Want to thwart the life chances of black students? Then hey, become an educator. Say, a professor of Medieval literature at the City University of New York:
In an op-ed for Inside Higher Ed, Dr A W Strouse argues that colleges should support “greater linguistic diversity” and “affirm and embrace” language differences among students, such as the use of slang and African American Vernacular English. Affirming students’ use of non-standard English is important, he says, because students who speak nonstandard English may feel discouraged if called out for it.
Correcting errors of spelling and basic grammar can, we’re told, “make students feel bewildered, hurt, or angry.” Yes, personal growth can do that, especially when overdue.
“Already, scholars of rhetoric believe, as the consensus view, that instructors should not try to change their students’ speech patterns,” Strouse writes. “In the classroom, students shut down in the face of pedantry because they hate when bossy teachers tell them how to talk, especially in cases in which bourgeois white teachers dictate ex cathedra about what speech is ‘correct.’”
Bourgeois white teachers. No prizes for guessing where this is going. And it occurs to me that whether speech patterns are ‘correct’ may depend on whether you’re being understood, or sufficiently precise – say, in class. Or on whether you’re employable.
Further, he declares that the academic norms that privilege standard English should be suspect, because they can justify the judgment of “people’s intelligence based on dubious standards.”
Well, if you’re an employer and trying to thin a pile of job applications, repeated errors of even simple grammar and spelling are, inevitably, going to be a big help, given their tendency to correspond with, and thereby signal, both carelessness and intellectual imprecision. If someone is apparently too distracted to proofread their own job application, that’s unlikely to inspire great confidence. However, Dr Strouse has foreseen this practical problem and proposes a bold, if unorthodox, solution:
When asked why he believes it’s important to embrace and support alternative types of English, especially those that are typically frowned upon in the workplace, Strouse said employers shouldn’t dictate how their employees speak. “The workplace has way too much power and should not be allowed to determine something as fundamental as how we speak,” he declared. “People need to tell their bosses, ‘Fuck you.’”

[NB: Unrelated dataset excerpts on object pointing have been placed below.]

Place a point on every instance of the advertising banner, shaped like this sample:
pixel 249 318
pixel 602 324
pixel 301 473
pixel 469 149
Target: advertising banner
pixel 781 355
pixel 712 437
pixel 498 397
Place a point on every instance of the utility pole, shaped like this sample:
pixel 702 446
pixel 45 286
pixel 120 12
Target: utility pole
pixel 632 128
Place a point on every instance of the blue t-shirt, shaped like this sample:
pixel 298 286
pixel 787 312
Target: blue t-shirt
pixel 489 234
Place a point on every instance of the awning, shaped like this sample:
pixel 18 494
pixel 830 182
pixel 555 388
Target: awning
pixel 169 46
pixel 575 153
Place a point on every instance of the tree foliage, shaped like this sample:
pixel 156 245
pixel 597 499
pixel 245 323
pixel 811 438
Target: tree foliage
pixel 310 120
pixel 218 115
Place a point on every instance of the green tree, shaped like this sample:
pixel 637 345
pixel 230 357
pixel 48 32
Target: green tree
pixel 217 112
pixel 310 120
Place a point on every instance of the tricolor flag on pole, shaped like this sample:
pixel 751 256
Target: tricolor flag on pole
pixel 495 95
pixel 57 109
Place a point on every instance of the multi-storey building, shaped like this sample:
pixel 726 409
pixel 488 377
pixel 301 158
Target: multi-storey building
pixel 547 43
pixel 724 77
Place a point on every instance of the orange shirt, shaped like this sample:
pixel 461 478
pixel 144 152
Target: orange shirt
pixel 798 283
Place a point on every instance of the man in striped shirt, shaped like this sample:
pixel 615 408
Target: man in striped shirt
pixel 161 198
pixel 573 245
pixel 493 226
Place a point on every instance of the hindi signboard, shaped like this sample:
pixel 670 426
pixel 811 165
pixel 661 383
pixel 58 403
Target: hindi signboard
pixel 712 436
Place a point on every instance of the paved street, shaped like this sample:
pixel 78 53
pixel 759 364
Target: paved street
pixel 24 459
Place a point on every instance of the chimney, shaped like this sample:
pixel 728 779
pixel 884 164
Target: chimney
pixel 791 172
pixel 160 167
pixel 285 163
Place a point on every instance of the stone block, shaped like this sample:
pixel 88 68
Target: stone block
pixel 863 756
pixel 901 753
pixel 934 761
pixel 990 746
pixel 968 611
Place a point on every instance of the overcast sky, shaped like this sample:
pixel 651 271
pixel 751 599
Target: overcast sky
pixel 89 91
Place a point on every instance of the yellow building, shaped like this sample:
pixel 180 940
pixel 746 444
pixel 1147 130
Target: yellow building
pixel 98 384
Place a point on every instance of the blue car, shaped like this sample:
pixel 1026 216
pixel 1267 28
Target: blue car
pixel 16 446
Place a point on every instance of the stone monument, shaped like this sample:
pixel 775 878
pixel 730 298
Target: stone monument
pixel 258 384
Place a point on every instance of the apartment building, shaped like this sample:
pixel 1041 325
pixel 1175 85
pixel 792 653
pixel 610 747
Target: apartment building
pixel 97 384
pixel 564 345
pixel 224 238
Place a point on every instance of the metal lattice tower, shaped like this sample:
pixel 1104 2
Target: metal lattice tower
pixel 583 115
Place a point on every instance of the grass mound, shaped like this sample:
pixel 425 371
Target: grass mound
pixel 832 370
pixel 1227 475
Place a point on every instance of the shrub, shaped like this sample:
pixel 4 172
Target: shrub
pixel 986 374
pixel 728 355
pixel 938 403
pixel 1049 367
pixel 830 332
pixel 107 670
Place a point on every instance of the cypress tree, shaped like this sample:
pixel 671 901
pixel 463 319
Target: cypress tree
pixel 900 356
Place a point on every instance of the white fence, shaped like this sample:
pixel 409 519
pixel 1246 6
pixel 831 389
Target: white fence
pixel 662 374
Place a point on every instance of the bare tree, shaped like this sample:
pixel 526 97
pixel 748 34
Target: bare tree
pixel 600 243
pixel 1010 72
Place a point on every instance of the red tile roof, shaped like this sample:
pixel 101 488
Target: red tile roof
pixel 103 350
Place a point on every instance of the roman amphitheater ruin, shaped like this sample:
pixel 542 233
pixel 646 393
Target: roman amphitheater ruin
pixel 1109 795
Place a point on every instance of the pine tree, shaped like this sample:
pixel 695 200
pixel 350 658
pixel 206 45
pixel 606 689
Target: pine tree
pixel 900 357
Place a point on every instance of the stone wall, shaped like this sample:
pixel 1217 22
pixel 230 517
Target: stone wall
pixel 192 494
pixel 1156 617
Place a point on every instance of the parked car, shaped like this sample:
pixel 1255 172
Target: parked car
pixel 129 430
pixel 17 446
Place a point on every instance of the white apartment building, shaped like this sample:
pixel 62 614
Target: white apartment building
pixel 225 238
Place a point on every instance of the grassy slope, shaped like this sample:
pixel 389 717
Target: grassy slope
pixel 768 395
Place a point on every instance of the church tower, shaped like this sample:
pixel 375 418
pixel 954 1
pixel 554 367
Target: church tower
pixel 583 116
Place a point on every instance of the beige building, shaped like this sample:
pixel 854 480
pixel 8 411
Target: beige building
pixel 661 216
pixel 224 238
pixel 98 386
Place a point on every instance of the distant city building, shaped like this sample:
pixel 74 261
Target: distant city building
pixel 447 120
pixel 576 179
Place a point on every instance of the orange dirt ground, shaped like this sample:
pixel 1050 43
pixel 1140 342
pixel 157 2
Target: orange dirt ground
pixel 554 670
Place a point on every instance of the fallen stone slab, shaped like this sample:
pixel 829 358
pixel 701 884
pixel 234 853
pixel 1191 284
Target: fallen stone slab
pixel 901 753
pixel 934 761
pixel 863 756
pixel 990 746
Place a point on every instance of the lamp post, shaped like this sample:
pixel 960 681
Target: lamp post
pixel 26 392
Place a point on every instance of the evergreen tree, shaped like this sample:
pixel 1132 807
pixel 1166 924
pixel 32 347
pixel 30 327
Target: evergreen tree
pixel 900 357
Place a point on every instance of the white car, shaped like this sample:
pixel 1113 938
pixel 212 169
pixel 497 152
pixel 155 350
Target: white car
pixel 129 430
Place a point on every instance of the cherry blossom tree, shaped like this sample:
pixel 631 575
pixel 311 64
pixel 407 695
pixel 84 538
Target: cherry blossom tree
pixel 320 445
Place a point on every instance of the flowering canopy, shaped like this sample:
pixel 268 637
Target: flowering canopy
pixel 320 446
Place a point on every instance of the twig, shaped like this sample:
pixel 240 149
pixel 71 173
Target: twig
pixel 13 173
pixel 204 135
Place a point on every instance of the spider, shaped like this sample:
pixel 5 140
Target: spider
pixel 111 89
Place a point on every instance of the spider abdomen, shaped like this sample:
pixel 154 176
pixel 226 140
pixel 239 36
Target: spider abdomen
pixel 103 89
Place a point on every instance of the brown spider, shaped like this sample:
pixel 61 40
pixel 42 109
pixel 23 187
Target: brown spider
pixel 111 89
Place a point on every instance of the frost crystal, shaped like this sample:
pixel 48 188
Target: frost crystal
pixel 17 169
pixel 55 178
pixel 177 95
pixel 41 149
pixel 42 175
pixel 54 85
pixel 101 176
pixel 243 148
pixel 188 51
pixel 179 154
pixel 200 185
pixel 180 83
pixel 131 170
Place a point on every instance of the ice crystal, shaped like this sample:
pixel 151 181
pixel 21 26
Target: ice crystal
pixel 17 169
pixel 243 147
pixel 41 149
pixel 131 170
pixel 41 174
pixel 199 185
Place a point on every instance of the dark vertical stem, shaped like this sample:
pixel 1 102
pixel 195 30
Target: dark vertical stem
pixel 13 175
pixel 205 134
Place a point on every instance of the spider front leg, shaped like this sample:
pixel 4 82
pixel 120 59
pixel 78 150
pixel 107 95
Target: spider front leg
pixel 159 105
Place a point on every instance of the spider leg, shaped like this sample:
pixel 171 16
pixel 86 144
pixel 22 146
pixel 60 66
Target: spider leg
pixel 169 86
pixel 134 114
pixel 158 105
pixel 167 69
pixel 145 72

And a long and satisfying employment history will no doubt follow.
You see, Dr Strouse is – in his mind, at least – “dismantling linguistic racism.” And he’s doing this using minority students as his little foot soldiers. How very brave of him. And that ungrammatical job application, the one enlivened with incomprehensible sentences and lots of inventive spelling, will do just fine. Because by the time any sufficiently credulous students have pinned their hopes upon it, it won’t be his problem.